A DNA string consists of the nucleotides A, C, G, and T. Some DNA strings can be converted into a protein, which is a nonempty sequence of amino acids. The conversion works as follows.

  1. Split the string from left to right into non-overlapping groups of 3 characters. Each group is called a codon. If 1 or 2 nucleotides remain at the end, ignore them. For example, the DNA string ACCTGTACG produces the codons ACC, TGT, and ACG in that order, while ACCTGTAC produces only ACC and TGT, ignoring the final AC.
  2. Using the given codon conversion table, replace each codon from left to right by its corresponding amino acid. If any codon is not in the table, the string cannot be converted into a protein. For example, if ACC maps to thr, TGT maps to cys, and ACG maps to thr, then ACCTGTACG is converted into thr cys thr.
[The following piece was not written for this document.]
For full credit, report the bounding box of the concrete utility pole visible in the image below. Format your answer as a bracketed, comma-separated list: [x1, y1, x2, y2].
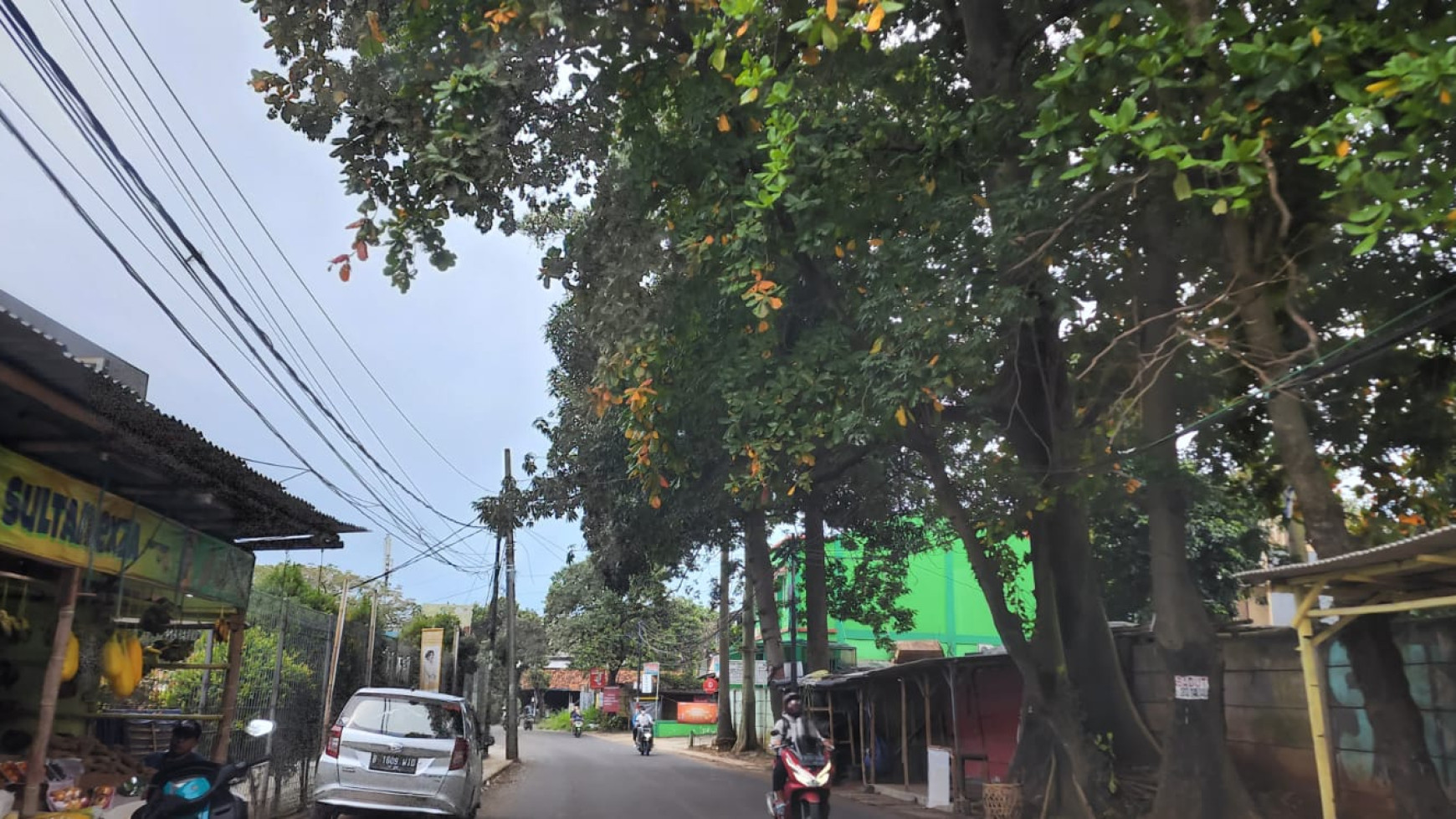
[501, 449, 521, 760]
A deletion removes one or more nucleotides from a DNA string. The remaining nucleotides keep their relative order. For example, after a deletion, ACTG could become ACG or CG, among other strings.

Given a DNA string and a codon conversion table, compute how many distinct proteins can be obtained after applying zero or more deletions.

Input

The first line contains the DNA string. Its length is at most 2,500.

The second line contains M, the number of codons in the codon conversion table. M is at most 50.

Each of the next M lines contains one table entry: a codon followed by an amino acid. A codon is a length-3 string made only of A, C, G, and T. An amino acid is a nonempty string of length at most 20 consisting of uppercase or lowercase English letters. No codon appears more than once in the table.

Output

Print one line containing the number of distinct obtainable proteins modulo 1,000,000,007.